February 19, 2007
Review Sarah Nixey's Sing, Memory
Sarah Nixey has it mastered. Her debut solo album Sing, Memory is a true surprise: an elegant, diverse pop record that steers Sarah toward the mainstream while maintaining intelligence and a sense of ice-cool style. I'd actually been worried it might end up a bit too... esoteric. It is cerebral, but not pretentious. Avant without being offputting. A woman who cites (indeed namechecks) Into The Groove as one of her favorite songs, Sarah Nixey cares as much about dance and pop music as she does about artiness.
I called a recent post This is Sarah Nixey Talking and voila, those are the first words on the record, a reference to her previous great moment on Black Box Recorder's Andrew Ridgeley. That's the song in which she spoke about Our Man From Wham being just a like a real live human being, a line that characterizes her subtlety and wit. Sarah did a lot of spoken vocals with BBR and there's less of that here. This is Sarah Nixey singing.
Sing, Memory is buoyed by two spoken interludes which Amurrrricans will eat up. God bless her crisp English diction. The interludes separate the album into two halves, like two sides of a vinyl disc.
Sarah wisely knows that in order to ask for an hour of our time she has to bring many colors. When I'm Here With You offers a retro-ish Felt Mountain sound, while last year's single The Collector is luxe, with its blossoming, catchy chorus. If you haven't seen the video, she rocks an iconic yellow dress as she's running away from... a man with the net, I suppose? The video furthers my theory that Sarah Nixey is the cool Francesca Annis of the electropop set. [ Lillie Langtry era, for those who geddit]
The dancepop gem on the album is Strangelove. In its original form, it was a bit wan, but the song came to life when Sarah and Co. commissioned a set of blazing remixes. My favorite is Mark Lodge's, far superior to any other version. I'd worried a bit that the CD would feature the original version - it doesn't. Instead we get the new "Sing" version, a squeegy dance edit with some pleasing hey heys and twist it inside outs.

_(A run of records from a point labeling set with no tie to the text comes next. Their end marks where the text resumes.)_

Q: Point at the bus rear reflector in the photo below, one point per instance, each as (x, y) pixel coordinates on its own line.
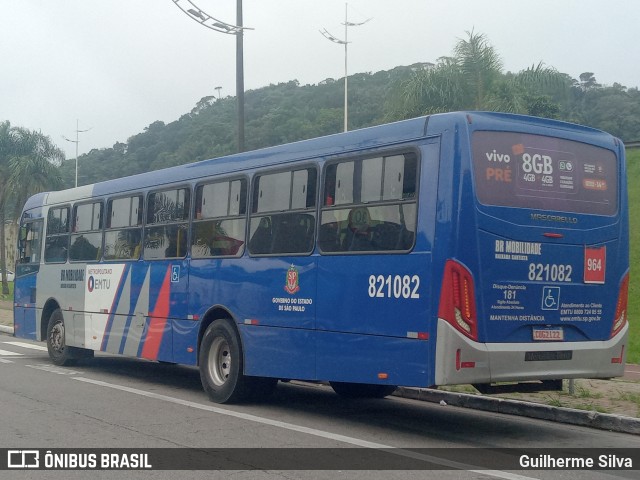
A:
(457, 299)
(620, 318)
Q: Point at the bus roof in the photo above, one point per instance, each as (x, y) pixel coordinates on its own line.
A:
(371, 137)
(340, 143)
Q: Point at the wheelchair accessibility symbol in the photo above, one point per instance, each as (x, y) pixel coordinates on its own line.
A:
(175, 273)
(550, 298)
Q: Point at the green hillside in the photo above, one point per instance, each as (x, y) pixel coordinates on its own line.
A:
(633, 167)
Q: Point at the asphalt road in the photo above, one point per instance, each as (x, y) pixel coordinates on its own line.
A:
(117, 402)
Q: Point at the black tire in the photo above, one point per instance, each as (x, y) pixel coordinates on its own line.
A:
(59, 352)
(221, 364)
(362, 390)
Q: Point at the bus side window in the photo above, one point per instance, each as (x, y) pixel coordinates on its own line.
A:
(29, 247)
(57, 240)
(166, 232)
(123, 234)
(369, 205)
(86, 240)
(220, 219)
(283, 213)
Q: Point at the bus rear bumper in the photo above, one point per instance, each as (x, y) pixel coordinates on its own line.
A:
(459, 360)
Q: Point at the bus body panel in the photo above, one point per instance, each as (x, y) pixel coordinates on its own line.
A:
(368, 317)
(461, 361)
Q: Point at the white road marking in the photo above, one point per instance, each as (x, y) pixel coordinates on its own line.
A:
(7, 353)
(27, 345)
(53, 369)
(309, 431)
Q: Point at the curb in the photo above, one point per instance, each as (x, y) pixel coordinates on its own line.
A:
(602, 421)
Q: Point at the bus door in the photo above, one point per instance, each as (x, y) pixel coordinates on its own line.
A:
(552, 255)
(375, 239)
(28, 265)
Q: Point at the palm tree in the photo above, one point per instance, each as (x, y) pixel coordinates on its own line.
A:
(473, 80)
(28, 165)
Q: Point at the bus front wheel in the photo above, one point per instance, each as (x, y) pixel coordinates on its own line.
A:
(59, 352)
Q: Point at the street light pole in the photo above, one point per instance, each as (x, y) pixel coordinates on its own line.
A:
(240, 75)
(344, 42)
(76, 141)
(203, 18)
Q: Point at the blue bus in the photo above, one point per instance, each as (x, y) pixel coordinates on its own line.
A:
(459, 248)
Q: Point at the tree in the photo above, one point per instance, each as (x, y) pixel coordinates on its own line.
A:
(28, 165)
(472, 79)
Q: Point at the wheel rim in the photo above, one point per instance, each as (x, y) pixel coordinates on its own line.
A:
(56, 337)
(220, 361)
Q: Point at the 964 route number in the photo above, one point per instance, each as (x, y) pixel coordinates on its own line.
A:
(394, 286)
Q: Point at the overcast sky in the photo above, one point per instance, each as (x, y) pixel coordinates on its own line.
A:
(119, 65)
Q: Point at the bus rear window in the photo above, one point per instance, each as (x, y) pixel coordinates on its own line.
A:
(544, 173)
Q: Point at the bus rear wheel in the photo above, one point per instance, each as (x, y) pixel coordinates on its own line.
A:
(362, 390)
(220, 362)
(221, 367)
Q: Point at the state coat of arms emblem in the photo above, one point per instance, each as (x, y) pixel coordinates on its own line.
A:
(292, 286)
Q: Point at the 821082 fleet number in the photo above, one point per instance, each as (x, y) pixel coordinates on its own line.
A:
(545, 272)
(394, 286)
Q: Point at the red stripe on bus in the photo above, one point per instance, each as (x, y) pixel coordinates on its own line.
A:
(158, 320)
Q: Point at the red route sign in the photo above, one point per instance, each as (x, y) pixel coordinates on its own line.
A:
(595, 264)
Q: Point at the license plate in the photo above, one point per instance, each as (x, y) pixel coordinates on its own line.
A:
(548, 334)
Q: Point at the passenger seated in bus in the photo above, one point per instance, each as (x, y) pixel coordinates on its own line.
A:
(358, 237)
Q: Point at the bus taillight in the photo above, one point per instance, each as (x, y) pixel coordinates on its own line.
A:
(457, 300)
(620, 318)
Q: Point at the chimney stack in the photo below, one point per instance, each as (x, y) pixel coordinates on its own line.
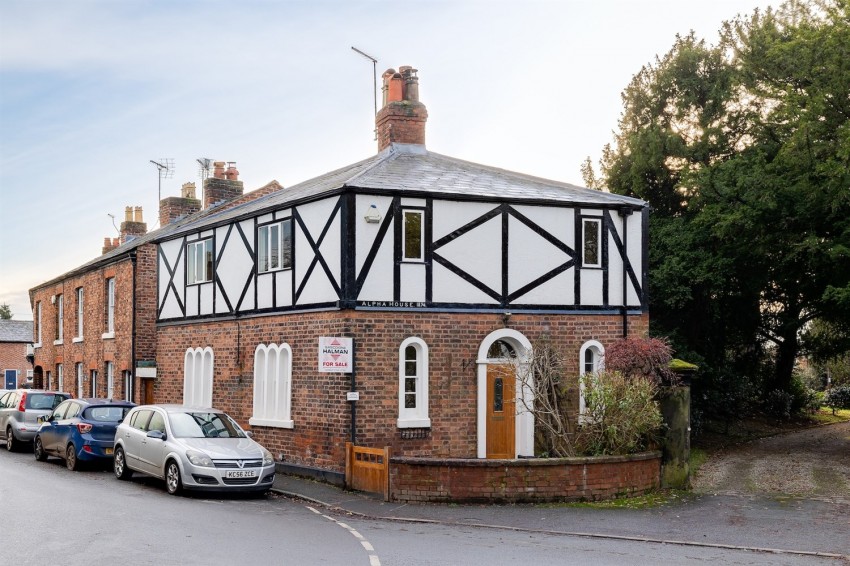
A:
(224, 185)
(172, 208)
(133, 225)
(402, 117)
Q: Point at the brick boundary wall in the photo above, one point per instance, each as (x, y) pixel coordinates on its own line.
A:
(443, 480)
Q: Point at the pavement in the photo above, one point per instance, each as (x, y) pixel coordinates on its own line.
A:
(780, 525)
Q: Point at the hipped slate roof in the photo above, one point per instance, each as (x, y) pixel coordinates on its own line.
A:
(16, 331)
(399, 168)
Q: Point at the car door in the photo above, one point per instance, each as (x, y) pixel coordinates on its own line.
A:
(48, 430)
(133, 435)
(152, 455)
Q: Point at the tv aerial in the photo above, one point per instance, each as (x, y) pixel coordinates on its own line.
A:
(165, 168)
(374, 80)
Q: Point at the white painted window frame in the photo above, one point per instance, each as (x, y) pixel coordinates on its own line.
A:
(198, 366)
(584, 223)
(272, 386)
(414, 417)
(598, 364)
(405, 253)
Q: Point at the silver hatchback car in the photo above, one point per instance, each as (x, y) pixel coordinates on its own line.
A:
(191, 448)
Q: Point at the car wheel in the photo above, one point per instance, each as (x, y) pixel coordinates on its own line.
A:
(38, 450)
(71, 458)
(119, 465)
(172, 478)
(11, 442)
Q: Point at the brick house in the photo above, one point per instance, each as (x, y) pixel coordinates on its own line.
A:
(420, 273)
(15, 344)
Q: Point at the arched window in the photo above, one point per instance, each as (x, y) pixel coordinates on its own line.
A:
(590, 361)
(413, 384)
(197, 377)
(272, 386)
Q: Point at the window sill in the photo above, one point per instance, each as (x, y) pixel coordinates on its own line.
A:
(414, 423)
(271, 422)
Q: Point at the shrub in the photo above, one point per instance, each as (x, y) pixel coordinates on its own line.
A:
(644, 357)
(838, 398)
(622, 414)
(779, 404)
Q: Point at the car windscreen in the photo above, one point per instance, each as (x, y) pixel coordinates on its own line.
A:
(106, 414)
(204, 425)
(46, 401)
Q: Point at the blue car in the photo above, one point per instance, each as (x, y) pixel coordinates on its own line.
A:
(80, 430)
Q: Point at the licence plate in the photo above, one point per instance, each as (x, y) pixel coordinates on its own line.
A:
(240, 474)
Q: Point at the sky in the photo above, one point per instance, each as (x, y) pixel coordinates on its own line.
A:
(92, 90)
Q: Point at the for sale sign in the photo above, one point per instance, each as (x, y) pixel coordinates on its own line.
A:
(336, 354)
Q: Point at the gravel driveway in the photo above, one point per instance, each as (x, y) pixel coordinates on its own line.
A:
(812, 463)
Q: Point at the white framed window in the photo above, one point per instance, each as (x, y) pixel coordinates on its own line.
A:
(79, 293)
(37, 325)
(274, 246)
(110, 308)
(128, 386)
(590, 362)
(412, 242)
(272, 386)
(591, 230)
(110, 380)
(60, 315)
(199, 262)
(413, 384)
(197, 377)
(79, 380)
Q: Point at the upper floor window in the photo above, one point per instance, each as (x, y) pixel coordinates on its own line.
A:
(592, 238)
(413, 384)
(199, 262)
(110, 305)
(80, 311)
(272, 386)
(412, 241)
(274, 246)
(197, 377)
(60, 315)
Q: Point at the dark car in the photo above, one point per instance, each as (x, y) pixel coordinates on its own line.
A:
(80, 430)
(19, 412)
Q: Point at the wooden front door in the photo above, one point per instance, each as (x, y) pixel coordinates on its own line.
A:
(501, 411)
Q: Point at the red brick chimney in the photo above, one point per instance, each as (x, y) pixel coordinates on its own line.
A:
(224, 185)
(172, 208)
(402, 117)
(133, 225)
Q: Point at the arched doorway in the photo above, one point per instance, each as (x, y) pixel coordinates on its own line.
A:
(505, 428)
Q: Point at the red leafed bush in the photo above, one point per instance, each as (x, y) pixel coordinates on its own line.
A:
(644, 357)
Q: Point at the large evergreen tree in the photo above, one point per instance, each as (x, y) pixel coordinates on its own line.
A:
(742, 150)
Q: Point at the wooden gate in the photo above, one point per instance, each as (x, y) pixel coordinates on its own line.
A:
(368, 469)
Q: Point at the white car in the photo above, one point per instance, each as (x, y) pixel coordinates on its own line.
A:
(191, 448)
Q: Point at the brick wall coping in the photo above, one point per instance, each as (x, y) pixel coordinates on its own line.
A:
(524, 462)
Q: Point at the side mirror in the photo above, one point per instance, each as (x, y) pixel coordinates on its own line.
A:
(158, 434)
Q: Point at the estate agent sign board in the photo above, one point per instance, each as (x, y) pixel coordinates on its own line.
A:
(336, 354)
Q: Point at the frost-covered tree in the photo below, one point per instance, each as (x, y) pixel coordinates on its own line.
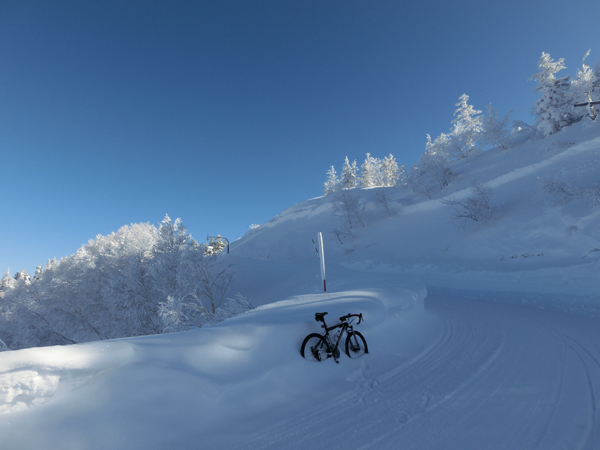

The heart of the record is Sarah's masterpiece, the wintry Endless Circles. It's the most seductive kind of pop, revealing itself subtly after several listens. I reviewed this song in more depth here, with a sample you can play.
Other highlights include Hotel Room, which could be T Rex - if he were a beautiful woman, while Nothing On Earth channels early Depeche. Masquerade is also a standout: pop noir, building layer upon layer, until it eventually comes unbound in an epic final minute worthy of Bond credits. [again, details and sample here.]
If the album has any problem, it may be that it's a bit long, with 13 proper songs and 2 interludes. If I were to cut anything, I think it would have to be The Man I Knew and Nightshift, which are not bad, but don't necessarily pop or add a lot.
For her album closer, it might be expected that Sarah would turn it down. Instead, she blasts a wicked Human League cover, The Black Hit of Space, which closes the album on an arty electro high. Listen closely though, the song fits right into the post-mod now, with funny lines like "It had a futuristic cover that was straight from Buck Rogers."
Sing, Memory (cover) deserves your time. It's not an album that leaps out immediately... it gives you a little bit more each time you play it. It's a good sign that my favorite song keeps changing. I urge fans of Goldfrapp, Madonna and Imogen Heap to try Sarah's music. You won't be displeased.